Страшных стоял возле амбразуры, облокотившись на нее, как на подоконник. Тимофей пристроился рядом. Солнце уже перестало быть комком огня, обрело форму. Оно еще не падало, но уже и не парило; оно висело над горами, задержавшееся на миг каким-то судорожным усилием, а может быть, неуверенностью, в какое из ущелий рухнуть со своей уже неопасной высоты. Долина пока что была залита золотистым светом вся; впрочем, отдельные большие камни и кусты испятнали ее как бы рябью, четкими, по-дневному черными мазками; наверное – уследить за этим было трудно – с каждой минутой мазки вытягивались и расплывались, теряли очертания и интенсивность, чтобы к сумеркам выцвесть совсем. Очень скоро они станут такими, как нависшая над рекой, сжавшая долину излучина гор: дымчато-голубыми, вроде бы призрачными, вроде бы подернутыми туманом, хотя это только казалось так, а на самом деле никакого тумана и быть не могло – воздух все еще был по-дневному сух и тонок.
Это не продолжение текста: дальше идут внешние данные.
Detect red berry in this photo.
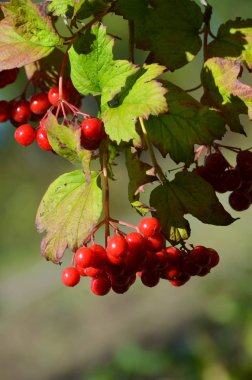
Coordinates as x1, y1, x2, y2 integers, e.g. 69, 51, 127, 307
147, 234, 165, 252
138, 217, 161, 237
107, 236, 128, 258
91, 276, 111, 296
74, 247, 94, 268
0, 100, 10, 123
0, 68, 19, 88
125, 232, 147, 253
205, 153, 228, 175
166, 247, 184, 266
83, 267, 102, 277
11, 100, 31, 123
89, 244, 108, 269
14, 124, 36, 146
236, 150, 252, 172
48, 86, 69, 107
30, 92, 50, 115
62, 267, 80, 286
81, 117, 105, 142
208, 248, 220, 268
37, 128, 52, 150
Самыми яркими элементами пейзажа были река и шоссе. Они блестели, как никелированные металлические полосы, и казались выпуклыми, словно их надули изнутри. Шоссе было пустым – очень непривычно, совсем как в мирный воскресный день, – только внизу, у подножия холма (надо было здорово высунуться из амбразуры, чтобы их увидеть), уползали влево из поля зрения два громоздких тупорылых автофургона, все в коричнево-голубых разводах; за вторым на прицепе катила тележка, издали похожая на артиллерийскую снарядную двуколку; она была нагружена мешками, и наверху лежал серый остромордый пес, вроде бы овчарка, но они так быстро скрылись из виду, что даже Тимофей не смог бы это сказать наверное.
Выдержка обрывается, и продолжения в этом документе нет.